7. Looking to the facts and circumstances of the present case, this court is of the view that the learned court below has not committed any jurisdictional error and illegality or irregularity while exercising the power vested upon it and has rightly allowed the amendment application and, therefore, this writ petition deserves to be dismissed."

9. Relying on the above judgment, he submits that the learned court has

rightly allowed the petition.

10. It is an admitted position that the said suit was proceeded with and it

has reached up to the stage of argument and at that stage a petition under

Order VI Rule 17 CPC has been filed by the plaintiff/O.P.No.1 which has been

allowed by the learned court.

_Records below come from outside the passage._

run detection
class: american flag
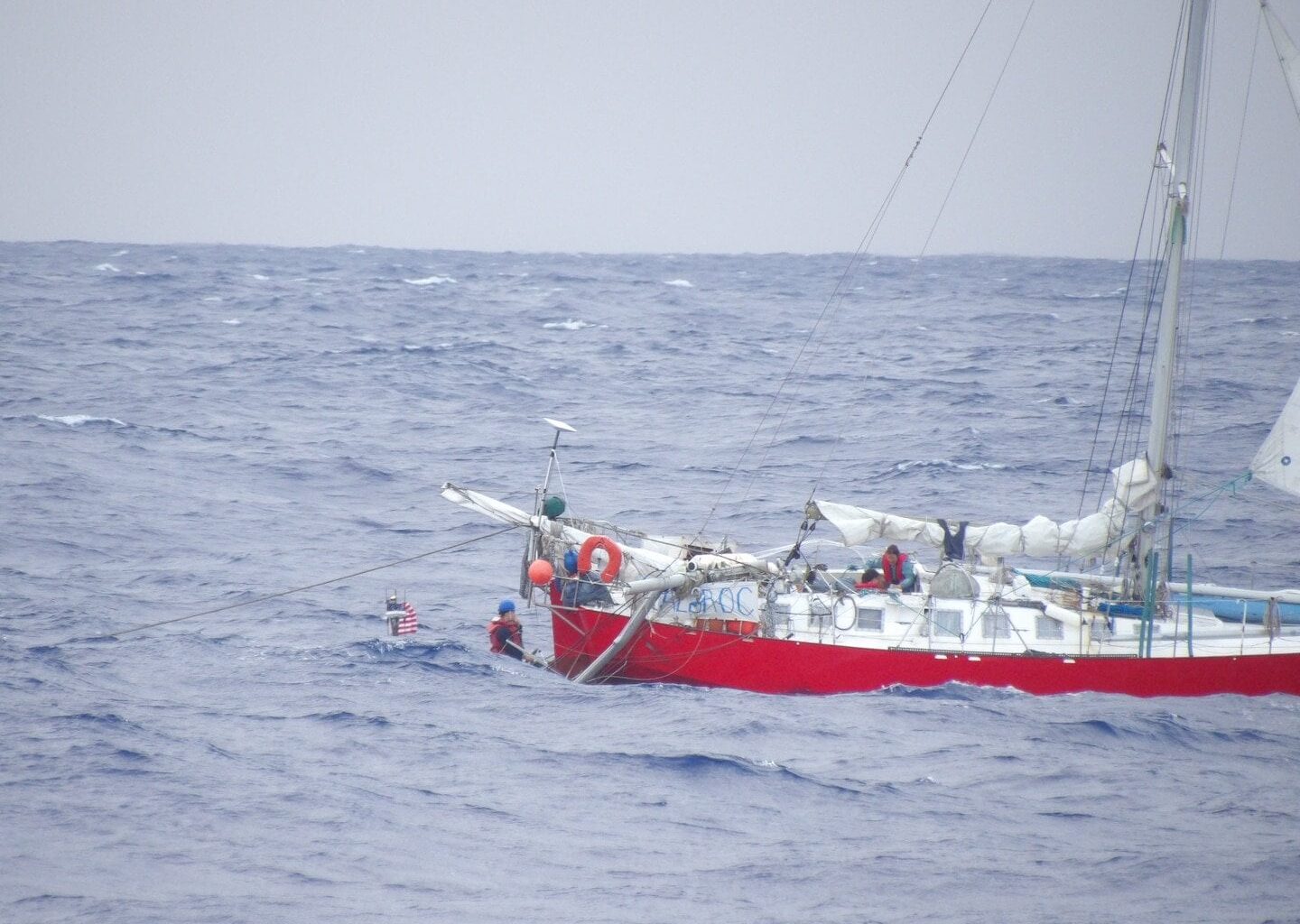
[389,603,420,635]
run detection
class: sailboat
[442,0,1300,697]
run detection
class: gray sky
[0,0,1300,260]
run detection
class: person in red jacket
[880,546,916,594]
[488,599,525,661]
[853,568,886,590]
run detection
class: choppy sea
[0,242,1300,924]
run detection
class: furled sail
[442,482,685,573]
[1250,382,1300,494]
[813,458,1159,560]
[1259,0,1300,123]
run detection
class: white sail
[815,458,1159,560]
[1259,0,1300,122]
[442,481,685,577]
[1250,382,1300,494]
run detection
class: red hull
[552,609,1300,697]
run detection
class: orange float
[577,535,623,584]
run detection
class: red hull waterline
[552,608,1300,697]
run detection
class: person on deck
[555,549,612,607]
[853,568,886,590]
[880,546,916,594]
[488,599,526,661]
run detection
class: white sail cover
[1259,1,1300,123]
[1250,382,1300,494]
[442,482,683,573]
[815,458,1159,560]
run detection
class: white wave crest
[38,413,126,426]
[402,275,455,286]
[895,458,1007,472]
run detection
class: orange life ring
[577,535,623,584]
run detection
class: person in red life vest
[488,599,532,661]
[880,546,916,594]
[853,568,886,590]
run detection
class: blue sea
[0,242,1300,924]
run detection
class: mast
[1137,0,1211,587]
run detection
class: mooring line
[73,526,519,644]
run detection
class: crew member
[880,546,916,594]
[555,549,612,607]
[488,599,525,661]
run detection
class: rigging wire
[73,526,520,644]
[913,0,1034,263]
[1078,5,1188,530]
[695,0,993,540]
[1220,6,1264,260]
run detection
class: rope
[74,526,519,644]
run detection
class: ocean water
[0,242,1300,924]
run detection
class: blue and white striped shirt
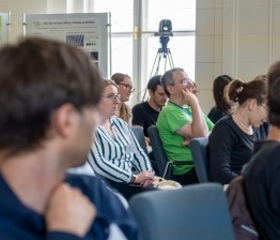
[88,117,152,183]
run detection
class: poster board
[23,13,110,77]
[0,13,11,46]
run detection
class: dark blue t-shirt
[0,174,138,240]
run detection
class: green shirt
[156,102,214,175]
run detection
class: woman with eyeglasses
[209,76,268,184]
[88,79,154,199]
[111,73,135,125]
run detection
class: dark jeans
[104,178,157,201]
[172,167,199,185]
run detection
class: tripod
[142,36,174,102]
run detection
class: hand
[182,138,191,146]
[134,171,155,186]
[182,88,198,106]
[140,179,154,187]
[45,183,96,237]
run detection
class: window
[94,0,196,101]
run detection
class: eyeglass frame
[102,93,121,101]
[169,78,192,86]
[118,83,135,92]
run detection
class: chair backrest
[130,126,148,155]
[189,137,209,182]
[129,183,235,240]
[147,125,169,177]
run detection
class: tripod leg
[167,48,175,68]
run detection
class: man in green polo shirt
[156,68,213,185]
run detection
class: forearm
[190,101,208,138]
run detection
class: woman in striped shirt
[88,79,154,199]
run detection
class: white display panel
[23,13,110,77]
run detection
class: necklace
[231,114,253,135]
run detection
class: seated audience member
[111,73,135,125]
[242,61,280,240]
[186,80,214,132]
[132,75,168,145]
[88,80,154,199]
[0,38,138,240]
[208,75,234,124]
[156,68,208,185]
[209,76,267,184]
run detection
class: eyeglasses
[103,93,121,101]
[259,104,268,111]
[118,83,135,92]
[171,78,192,86]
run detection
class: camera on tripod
[155,19,173,53]
[142,19,174,102]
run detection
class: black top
[207,107,224,124]
[209,115,267,184]
[132,102,159,137]
[242,141,280,240]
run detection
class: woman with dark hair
[209,77,268,184]
[242,61,280,240]
[208,75,234,123]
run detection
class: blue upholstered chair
[189,137,209,182]
[129,183,235,240]
[148,125,193,179]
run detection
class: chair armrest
[171,161,193,165]
[162,161,193,179]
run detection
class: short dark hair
[147,75,161,93]
[161,67,185,97]
[228,76,267,105]
[111,73,131,84]
[0,37,102,155]
[213,75,232,114]
[267,61,280,127]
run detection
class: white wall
[195,0,280,113]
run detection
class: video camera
[155,19,173,53]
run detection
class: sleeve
[129,129,153,172]
[132,105,145,127]
[209,119,237,184]
[204,114,214,132]
[45,231,84,240]
[88,132,132,183]
[66,174,139,240]
[164,107,192,133]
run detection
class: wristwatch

The suit was meant for declaration of the sale

deed as void, however, by the said amendment, recovery of possession was

also sought. In light of Order VI Rule 17 CPC, if the court comes to the

conclusion that the said amendment is necessary and to avoid multiplicity of

litigation, the court can allow the same. It is well-settled principle of law as has

been held in all the judgments that has been relied by the learned counsel for

the petitioner as well as the learned counsel for the O.P.No.1. Further the Court

has to consider about the prejudice or injustice which is likely to be caused to

the other side by the amendment and the amendment should not prejudice to

other side which cannot be compensated adequately in terms of money. The

amendment is required to be considered as it may not change fundamentally

the nature and character of the case of the parties. The learned court has given

the finding only to the effect that it is formal in nature, however, all the points

of limitation and about the consequential relief etc has been argued and

learned court has not dealt with that and only by saying that it is formal in

nature has been pleased to allow the petition, and as such, the order dated

03.02.2024 is set aside.

11. The matter is remitted back to the learned court concerned to decide the

said application afresh after hearing the petitioner in light of the parameters of

Order VI Rule 17 C.P.C. The said petition is restored to the file of the

concerned court.

12. C.M.P. No.401 of 2024 is disposed of accordingly.